Joe Biden has tried to laugh off the bribery allegation, asking in June, “Where’s the money?”
At his first dinner with Hunter’s associates at Café Milano, which Archer said happened sometime in spring 2014, the sitting vice president allegedly dined with Russian billionaire and former Moscow first lady Yelena Baturina. Baturina had transferred $3.5 million that February to an account linked to Archer and Hunter Biden as she sought out US property investments, Kazakhstani businessman Kenes Rakishev, who wired $142,300 for a luxury car for Hunter Biden, and former Kazakhstani Prime Minister Karim Massimov.
The second meal in April 2015 featured a different lineup — including Pozharskyi of Burisma, which had added Hunter Biden and Archer to its board in spring 2014. Archer didn’t name Baturina in his testimony, but Baturina was discussed as an invitee in emails from Hunter’s laptop and a different attendee of the dinner told The Post this year he saw her there.

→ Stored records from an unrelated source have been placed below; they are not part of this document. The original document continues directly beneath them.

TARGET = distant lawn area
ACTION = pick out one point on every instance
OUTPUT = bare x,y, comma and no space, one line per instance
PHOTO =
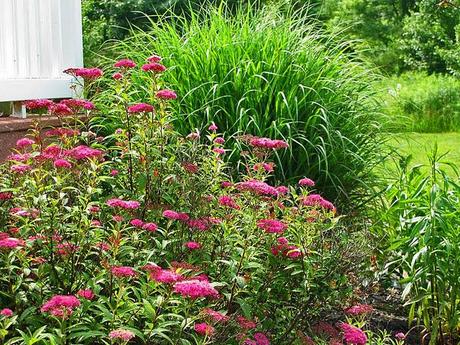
420,144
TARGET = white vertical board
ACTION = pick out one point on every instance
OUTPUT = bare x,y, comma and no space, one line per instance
38,40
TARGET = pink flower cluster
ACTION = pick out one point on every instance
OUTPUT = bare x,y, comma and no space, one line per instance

Baturina and another Russian billionaire with whom Hunter partnered on US real estate shopping, former military contractor Vladimir Yevtushenkov, remain unsanctioned by President Biden — who has imposed stiff sanctions on Russia’s business elite in a bid to end the Russian invasion of Ukraine.
“There was no business-deals specifics discussed ever at any of these things, but it was — it was a nice, you know, conversation,” Archer told Carlson about Joe Biden’s engagements with partners.
Hunter sold his ability to navigate the “regulatory environment” in Washington, which in practice means “selling access, at the end of the day,” Archer said, meaning Joe Biden’s voice on the line was “prize enough” to demonstrate Hunter’s pull.
“In the rear view,” Archer added, “it’s an abuse of soft power, I’d say.”